A festa seguiu e foi servido o ipetè47, ocorreram as três saídas do barco com três yaos48, então o presente de Oxum, o momento que nomeia a festa aconteceu por volta das dezoito horas. Do roncó49 saiu um balaio grande cheio de flores, levantado por uma oxum incorporada, ao som do ìjèsà todos gritavam “Rora Yèyé ó50”, muitos choravam, as crianças pediam colo para visualizar e algumas delas tocavam as flores do balaio e Oxum incorporada dançou em volta da cumeeira, por algumas vezes, e saiu cercada por cinco pessoas, três homens e duas mulheres. Nesse momento, algumas pessoas foram embora, outras dispersaram, foram se alimentar, mas os ogãs continuaram tocando e cantando e todos orixás dançando.
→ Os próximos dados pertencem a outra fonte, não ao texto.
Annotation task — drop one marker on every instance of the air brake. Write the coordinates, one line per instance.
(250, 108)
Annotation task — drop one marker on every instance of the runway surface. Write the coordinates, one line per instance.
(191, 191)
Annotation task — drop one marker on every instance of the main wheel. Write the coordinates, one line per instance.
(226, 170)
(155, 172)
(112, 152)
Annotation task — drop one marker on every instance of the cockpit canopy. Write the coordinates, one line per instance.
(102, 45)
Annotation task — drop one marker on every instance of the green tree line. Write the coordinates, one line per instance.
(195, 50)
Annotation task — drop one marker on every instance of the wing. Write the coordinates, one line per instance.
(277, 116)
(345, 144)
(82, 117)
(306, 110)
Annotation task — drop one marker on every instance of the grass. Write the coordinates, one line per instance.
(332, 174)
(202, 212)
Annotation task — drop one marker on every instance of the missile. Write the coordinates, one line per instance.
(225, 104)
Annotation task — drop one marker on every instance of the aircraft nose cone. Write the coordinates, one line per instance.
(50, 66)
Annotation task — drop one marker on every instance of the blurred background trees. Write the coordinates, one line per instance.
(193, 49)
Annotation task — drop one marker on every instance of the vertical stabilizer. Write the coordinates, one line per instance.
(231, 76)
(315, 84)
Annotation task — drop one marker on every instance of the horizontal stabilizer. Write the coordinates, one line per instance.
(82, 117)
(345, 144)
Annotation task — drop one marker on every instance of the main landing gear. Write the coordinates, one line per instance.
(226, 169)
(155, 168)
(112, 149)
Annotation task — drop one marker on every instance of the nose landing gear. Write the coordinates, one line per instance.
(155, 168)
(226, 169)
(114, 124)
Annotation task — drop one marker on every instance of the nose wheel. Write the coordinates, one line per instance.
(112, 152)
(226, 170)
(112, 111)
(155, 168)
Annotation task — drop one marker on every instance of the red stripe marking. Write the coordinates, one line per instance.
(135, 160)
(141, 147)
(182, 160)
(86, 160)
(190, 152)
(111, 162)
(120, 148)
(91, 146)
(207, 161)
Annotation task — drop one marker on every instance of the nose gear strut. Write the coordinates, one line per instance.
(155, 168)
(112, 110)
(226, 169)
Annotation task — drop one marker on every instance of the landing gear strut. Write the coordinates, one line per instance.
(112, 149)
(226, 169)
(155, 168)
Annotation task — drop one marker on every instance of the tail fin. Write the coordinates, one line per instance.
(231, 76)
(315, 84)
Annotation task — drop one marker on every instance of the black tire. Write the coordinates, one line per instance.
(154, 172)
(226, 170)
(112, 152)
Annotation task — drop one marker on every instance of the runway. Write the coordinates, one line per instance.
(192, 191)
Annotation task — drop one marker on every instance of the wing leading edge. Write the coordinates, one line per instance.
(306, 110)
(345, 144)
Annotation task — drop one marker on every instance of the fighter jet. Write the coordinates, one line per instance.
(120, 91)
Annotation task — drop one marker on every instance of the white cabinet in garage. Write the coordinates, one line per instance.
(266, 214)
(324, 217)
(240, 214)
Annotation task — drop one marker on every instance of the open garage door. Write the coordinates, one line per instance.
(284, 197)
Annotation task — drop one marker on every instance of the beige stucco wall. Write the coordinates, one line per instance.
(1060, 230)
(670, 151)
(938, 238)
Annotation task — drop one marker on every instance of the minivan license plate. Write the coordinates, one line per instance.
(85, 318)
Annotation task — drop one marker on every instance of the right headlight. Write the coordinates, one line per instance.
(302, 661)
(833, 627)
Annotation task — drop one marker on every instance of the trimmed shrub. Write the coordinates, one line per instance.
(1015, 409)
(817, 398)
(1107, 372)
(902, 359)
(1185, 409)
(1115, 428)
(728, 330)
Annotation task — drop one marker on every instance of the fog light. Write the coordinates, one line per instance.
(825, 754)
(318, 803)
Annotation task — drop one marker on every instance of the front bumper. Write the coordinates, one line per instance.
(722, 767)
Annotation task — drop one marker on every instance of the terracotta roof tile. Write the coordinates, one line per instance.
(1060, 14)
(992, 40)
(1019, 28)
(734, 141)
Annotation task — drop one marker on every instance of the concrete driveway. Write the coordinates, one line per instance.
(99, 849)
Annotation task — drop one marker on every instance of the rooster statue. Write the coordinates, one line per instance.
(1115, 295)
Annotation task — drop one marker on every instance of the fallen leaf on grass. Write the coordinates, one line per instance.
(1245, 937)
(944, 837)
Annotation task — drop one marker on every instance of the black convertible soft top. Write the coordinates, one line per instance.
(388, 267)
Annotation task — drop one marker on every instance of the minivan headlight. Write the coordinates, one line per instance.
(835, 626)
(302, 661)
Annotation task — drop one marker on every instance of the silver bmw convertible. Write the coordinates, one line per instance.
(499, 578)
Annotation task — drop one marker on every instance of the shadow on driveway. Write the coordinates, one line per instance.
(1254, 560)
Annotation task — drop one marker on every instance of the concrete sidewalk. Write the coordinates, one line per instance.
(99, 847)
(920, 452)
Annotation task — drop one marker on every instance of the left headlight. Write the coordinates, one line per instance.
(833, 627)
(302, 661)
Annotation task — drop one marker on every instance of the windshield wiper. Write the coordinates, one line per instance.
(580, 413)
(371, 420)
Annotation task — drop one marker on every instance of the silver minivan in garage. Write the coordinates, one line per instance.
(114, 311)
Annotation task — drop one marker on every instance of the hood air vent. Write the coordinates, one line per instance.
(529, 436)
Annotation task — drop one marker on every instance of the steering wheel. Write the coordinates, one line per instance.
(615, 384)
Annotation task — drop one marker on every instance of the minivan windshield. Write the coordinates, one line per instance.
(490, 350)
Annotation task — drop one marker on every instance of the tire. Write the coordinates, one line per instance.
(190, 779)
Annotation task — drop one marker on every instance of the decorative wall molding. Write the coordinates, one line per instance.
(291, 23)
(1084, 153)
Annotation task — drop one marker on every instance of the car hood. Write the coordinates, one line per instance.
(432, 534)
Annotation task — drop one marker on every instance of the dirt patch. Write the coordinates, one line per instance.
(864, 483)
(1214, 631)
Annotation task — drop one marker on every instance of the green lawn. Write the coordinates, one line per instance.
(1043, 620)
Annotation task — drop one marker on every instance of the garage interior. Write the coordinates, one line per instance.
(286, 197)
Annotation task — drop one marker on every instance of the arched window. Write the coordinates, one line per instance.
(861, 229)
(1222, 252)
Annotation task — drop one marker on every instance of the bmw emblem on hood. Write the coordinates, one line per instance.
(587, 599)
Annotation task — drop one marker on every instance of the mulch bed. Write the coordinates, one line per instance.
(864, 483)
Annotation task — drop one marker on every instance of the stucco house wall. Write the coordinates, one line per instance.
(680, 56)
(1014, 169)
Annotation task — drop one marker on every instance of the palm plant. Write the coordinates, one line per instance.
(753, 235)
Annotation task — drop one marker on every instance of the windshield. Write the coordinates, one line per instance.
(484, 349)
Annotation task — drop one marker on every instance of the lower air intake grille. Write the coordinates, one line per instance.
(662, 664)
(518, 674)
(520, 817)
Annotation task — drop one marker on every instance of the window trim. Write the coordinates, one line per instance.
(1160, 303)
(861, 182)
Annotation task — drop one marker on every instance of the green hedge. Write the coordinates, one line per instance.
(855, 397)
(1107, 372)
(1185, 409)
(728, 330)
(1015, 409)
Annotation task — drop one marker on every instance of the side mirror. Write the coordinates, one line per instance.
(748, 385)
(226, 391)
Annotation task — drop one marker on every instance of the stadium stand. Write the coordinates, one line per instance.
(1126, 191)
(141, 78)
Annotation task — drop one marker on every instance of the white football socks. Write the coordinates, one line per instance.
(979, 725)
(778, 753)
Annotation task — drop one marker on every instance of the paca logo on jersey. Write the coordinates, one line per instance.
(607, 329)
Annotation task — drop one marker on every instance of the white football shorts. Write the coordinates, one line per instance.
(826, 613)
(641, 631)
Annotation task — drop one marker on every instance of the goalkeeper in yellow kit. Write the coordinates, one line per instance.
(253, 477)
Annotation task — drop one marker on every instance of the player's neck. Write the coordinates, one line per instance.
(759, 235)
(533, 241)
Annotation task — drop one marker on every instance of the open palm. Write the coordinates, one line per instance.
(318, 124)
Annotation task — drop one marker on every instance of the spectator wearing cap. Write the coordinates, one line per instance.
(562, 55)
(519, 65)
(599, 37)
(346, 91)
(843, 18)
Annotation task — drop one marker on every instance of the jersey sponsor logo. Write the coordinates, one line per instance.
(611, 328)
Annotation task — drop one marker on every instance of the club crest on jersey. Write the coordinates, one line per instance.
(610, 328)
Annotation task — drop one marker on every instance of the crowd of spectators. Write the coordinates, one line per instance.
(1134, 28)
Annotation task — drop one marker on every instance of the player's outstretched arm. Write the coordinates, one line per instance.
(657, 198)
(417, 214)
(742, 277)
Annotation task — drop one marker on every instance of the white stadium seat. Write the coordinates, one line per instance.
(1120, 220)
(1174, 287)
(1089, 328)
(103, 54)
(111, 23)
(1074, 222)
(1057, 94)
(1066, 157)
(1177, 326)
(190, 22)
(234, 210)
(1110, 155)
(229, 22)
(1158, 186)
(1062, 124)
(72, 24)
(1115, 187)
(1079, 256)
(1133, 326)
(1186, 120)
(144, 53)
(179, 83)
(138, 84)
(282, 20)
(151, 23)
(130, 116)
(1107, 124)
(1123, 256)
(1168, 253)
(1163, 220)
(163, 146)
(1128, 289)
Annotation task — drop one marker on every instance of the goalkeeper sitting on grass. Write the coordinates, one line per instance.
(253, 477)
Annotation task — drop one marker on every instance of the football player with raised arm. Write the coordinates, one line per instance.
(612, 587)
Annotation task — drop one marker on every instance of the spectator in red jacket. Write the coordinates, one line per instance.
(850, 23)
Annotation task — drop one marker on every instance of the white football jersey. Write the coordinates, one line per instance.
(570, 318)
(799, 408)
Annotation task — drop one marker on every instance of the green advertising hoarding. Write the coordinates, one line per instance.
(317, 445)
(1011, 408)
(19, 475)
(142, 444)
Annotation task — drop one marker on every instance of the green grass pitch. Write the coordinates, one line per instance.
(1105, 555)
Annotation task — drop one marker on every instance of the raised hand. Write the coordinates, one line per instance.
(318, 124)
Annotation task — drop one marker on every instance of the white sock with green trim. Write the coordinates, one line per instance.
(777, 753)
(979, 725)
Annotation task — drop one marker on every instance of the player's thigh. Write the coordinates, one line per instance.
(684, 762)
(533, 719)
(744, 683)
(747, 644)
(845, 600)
Chamou-me a atenção quando uma senhora ajeitava tecidos próxima ao trono dedicado a Xangô; ao lado dela uma mulher mais jovem segurava um bebê, elas estavam improvisando um berço, e colocaram a criança dentro da gamela de Xangô, então pegaram pratos com alimentos e refrigerantes, sentaram ao lado do trono, se alimentaram, depois foram bem próximas à roda saudar os orixás que continuavam a dançar aguardando a volta de Oxum. Fiquei indagando como o corpo do bebê deu um outro significado àquele símbolo religioso. As pessoas que passavam achavam a cena linda e fotografavam, eu seguia filmando a criança que dormia tranquilamente, como se estivesse em um lugar silencioso e tranquilo, mas os atabaques eram tocados intensamente.
47 Prato oferecido a Oxum, com a base de inhame e camarão.
48 YaÔ iniciado na religião, pessoa que ficou recolhida e passou por uma série de rituais para
poder entrar em transe.
49 Também conhecido como quarto de santo.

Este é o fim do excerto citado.